Earth Overshoot Day 2016, the date when humanity exhausted nature’s budget for the year, fell on 8 August. As the Earth’s finite resources become further depleted, designers are reinventing our abundance of waste, using it to create precious artifacts and useful new products. One readily available material that could prove an extraordinary resource is a human hair.
With the population expected to exceed nine billion within the next few decades, hair is one of the few materials that is actually increasing in supply globally. Hair is no longer used in design simply for its shock factor. Today, the traditional aesthetics of hair are being challenged to create new solid surfaces, patterns, and textiles, with designers, also harnessing the potential of hair’s tensile strength, lightweight, and recyclable qualities to produce innovative and useful products.
Hair Highway by Studio Swine explores hair as a natural composite. By combining hair with natural resin, Studio Swine has created beautiful wood-like solid surfaces, with a tortoiseshell-style aesthetic and a grain which resembles exotic hardwood.
Human hair can grow up to 16 times faster than tropical hardwood trees, which take up to 300 years to reach maturity. With the planet’s natural resources diminishing through relentless deforestation, hair could become a sustainable alternative for the paper and hardwood industries. Recent Royal College of Art graduates Martijn Rigters and Fabio Hendry has also considered hair as a sustainable alternative. The Colour of Hair is a project which explores the potential for waste hair from the hairdressing industry to become printing matter, showcasing a new process that turns hair into a sustainable ink for printing on metals. The New Age of Trichology by Central Saint Martins material futures MA graduate Sanne Visser explores the potential of human hair as a design resource, creating an array of utilitarian products such as rope, bungee cord, and netting.

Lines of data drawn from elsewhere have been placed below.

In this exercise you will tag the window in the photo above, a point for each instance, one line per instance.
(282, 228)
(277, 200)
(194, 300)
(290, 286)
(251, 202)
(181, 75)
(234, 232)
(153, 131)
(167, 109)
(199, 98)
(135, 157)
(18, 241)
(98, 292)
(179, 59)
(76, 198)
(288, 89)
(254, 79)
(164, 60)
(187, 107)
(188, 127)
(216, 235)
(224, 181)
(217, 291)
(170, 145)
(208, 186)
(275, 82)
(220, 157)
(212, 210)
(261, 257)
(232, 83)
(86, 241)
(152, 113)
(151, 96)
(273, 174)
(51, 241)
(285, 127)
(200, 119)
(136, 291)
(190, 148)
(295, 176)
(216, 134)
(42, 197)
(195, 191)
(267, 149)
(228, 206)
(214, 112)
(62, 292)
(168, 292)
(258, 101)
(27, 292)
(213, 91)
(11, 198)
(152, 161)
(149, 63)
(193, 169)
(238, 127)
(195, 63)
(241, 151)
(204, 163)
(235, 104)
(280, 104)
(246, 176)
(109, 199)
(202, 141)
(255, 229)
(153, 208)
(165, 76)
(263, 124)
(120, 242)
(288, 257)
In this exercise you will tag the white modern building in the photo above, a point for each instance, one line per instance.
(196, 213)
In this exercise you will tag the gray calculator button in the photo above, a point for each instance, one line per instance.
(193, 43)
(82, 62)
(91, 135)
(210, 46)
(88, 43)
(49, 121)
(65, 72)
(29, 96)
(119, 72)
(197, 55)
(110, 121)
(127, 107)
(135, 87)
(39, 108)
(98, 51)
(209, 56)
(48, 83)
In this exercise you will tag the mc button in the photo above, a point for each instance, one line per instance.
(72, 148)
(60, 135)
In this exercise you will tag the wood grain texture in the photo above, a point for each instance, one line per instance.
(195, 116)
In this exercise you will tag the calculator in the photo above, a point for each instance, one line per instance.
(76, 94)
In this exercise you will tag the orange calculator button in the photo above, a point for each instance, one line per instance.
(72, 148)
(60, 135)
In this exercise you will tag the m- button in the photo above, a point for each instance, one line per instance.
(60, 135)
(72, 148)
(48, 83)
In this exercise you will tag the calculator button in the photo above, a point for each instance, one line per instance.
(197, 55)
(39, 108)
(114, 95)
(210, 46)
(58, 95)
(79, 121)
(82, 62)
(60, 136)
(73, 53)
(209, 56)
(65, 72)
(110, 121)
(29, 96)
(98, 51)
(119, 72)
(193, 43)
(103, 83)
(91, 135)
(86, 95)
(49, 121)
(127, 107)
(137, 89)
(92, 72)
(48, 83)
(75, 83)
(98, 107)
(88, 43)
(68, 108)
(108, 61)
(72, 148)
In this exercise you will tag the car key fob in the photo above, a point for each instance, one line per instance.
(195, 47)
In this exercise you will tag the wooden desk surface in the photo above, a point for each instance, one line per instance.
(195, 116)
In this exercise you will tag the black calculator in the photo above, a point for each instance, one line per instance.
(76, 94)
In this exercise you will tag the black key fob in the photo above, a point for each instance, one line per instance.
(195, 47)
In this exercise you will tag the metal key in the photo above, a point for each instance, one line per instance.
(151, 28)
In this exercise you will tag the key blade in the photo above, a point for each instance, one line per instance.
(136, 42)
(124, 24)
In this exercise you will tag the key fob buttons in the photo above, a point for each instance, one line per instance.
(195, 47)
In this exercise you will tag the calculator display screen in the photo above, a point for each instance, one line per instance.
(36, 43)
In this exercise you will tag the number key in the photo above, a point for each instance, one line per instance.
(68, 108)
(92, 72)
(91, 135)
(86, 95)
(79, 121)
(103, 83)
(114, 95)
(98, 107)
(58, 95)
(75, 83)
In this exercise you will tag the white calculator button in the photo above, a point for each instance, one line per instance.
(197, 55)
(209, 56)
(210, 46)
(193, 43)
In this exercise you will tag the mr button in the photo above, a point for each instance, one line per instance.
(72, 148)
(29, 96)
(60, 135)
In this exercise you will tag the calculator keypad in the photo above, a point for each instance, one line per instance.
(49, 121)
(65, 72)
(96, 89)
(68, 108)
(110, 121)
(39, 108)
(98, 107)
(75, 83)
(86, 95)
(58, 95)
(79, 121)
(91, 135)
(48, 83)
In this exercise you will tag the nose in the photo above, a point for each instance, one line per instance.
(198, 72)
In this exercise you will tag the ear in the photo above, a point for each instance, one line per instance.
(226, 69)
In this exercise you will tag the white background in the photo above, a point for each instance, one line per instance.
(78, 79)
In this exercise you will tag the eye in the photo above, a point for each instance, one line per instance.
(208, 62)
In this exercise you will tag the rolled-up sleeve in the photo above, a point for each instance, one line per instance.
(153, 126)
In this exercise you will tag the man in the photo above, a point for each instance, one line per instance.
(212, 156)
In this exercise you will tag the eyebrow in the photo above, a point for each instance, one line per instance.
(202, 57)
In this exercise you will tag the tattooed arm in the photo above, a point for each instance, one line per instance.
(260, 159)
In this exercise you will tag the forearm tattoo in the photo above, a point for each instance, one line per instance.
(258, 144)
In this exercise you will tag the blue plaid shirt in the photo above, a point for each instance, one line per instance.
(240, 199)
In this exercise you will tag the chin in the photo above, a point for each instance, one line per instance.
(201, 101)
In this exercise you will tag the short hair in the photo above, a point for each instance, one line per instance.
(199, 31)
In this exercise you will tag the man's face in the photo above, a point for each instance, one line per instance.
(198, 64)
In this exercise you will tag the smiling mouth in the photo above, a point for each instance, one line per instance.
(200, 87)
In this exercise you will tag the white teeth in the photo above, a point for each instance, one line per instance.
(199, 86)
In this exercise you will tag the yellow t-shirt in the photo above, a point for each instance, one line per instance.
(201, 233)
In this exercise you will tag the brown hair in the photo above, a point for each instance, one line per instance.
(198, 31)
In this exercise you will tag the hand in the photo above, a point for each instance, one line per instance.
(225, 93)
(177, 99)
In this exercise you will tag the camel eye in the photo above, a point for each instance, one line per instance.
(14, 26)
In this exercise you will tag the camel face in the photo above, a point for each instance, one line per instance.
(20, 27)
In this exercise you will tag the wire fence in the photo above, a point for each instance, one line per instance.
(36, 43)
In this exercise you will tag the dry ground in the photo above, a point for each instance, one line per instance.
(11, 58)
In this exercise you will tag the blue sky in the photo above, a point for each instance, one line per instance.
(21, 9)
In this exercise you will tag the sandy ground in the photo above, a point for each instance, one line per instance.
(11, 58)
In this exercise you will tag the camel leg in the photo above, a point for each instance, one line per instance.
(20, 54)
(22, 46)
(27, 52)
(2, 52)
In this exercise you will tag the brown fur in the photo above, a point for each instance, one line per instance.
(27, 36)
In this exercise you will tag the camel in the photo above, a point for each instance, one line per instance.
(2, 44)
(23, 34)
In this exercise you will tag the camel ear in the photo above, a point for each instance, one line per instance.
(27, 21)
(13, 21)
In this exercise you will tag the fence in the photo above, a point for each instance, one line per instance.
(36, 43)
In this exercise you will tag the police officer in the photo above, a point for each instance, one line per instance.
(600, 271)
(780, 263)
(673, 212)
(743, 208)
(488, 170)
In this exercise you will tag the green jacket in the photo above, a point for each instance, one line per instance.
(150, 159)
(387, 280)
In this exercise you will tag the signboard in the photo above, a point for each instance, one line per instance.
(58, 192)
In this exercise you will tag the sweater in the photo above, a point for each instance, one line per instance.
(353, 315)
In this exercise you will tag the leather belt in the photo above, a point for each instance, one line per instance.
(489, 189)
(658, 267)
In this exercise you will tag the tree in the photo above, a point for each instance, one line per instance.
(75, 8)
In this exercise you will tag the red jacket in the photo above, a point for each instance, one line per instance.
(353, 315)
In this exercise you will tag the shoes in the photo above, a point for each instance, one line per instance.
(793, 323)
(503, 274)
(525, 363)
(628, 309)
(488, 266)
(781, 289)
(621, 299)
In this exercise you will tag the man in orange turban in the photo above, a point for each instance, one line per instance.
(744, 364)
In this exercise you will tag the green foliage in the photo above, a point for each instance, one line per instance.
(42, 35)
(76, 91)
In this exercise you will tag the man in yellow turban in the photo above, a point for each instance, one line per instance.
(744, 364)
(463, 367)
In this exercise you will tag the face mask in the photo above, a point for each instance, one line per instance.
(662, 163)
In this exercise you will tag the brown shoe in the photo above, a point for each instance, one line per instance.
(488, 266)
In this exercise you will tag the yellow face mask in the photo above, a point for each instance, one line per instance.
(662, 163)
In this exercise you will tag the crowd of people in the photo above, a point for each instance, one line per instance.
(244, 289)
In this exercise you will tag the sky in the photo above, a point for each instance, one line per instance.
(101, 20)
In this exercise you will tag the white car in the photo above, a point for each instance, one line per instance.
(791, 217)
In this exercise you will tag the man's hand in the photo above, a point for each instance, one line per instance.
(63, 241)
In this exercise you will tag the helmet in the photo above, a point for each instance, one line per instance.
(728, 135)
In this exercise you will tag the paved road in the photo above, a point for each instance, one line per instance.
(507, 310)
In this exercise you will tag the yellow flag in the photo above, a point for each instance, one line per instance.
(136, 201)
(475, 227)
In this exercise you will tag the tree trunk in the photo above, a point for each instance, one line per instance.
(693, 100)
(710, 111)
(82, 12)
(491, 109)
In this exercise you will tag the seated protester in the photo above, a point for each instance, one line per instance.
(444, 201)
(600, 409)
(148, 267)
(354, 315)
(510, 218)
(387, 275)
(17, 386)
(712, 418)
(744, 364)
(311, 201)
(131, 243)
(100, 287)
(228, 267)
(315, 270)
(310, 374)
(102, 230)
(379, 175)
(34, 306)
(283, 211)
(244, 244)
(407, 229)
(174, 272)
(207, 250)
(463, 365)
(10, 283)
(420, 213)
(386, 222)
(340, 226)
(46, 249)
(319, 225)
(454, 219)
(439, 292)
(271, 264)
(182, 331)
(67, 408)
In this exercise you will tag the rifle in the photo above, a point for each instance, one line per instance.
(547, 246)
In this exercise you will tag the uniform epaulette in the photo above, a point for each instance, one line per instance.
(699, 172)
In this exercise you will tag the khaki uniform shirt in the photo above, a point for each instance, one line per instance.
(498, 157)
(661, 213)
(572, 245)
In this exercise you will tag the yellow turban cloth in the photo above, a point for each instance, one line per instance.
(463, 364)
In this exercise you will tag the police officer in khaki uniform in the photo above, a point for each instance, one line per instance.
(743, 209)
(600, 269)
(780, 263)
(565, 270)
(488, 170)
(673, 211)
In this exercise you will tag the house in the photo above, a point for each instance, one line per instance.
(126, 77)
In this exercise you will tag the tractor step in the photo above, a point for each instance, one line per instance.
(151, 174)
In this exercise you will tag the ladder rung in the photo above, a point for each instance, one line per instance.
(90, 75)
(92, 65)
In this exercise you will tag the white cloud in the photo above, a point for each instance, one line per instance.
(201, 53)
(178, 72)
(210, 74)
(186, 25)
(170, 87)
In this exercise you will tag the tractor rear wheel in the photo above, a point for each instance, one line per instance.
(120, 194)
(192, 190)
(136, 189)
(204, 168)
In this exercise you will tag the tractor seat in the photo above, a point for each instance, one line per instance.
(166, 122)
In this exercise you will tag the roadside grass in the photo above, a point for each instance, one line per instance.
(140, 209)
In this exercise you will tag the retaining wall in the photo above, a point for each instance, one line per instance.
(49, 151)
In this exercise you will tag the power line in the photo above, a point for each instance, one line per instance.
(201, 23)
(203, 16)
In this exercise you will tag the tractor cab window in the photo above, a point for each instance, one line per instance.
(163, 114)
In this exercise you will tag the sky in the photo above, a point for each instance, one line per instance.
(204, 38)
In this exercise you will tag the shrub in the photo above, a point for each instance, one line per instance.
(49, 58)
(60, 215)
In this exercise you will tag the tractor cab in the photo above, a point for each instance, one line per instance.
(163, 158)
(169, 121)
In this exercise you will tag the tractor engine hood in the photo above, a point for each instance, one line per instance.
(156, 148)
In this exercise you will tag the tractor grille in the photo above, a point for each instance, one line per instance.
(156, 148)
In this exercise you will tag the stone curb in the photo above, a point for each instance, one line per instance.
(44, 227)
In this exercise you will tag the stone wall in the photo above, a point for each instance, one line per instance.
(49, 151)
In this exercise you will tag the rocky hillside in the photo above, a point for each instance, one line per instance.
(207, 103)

By using hair as a raw material, Visser not only reduces the levels of harmful waste entering the environment but also relieves the pressure on non-renewable materials. Zsofia Kollar’s work focuses on the unique oil-absorbing properties of hair. Kollar used blonde hair to embroider a large tapestry, before spraying the piece with essential oils to gradually perfume the surrounding space.
Kollar has also used human hair to create jewelry and a table piece, also sprayed with essential oils to emit scent. Holistic and meaningful, the work of Sybille Paulsen uses the hair of cancer patients to create beautiful jewelry. Combining patients’ hair with colored wool, copper, brass, silver, gold, and cast-resin, Paulsen creates pieces with personal significance for each of her clients.
With the planet’s natural resources diminishing through relentless deforestation, hair could become a sustainable alternative for the paper and hardwood industries.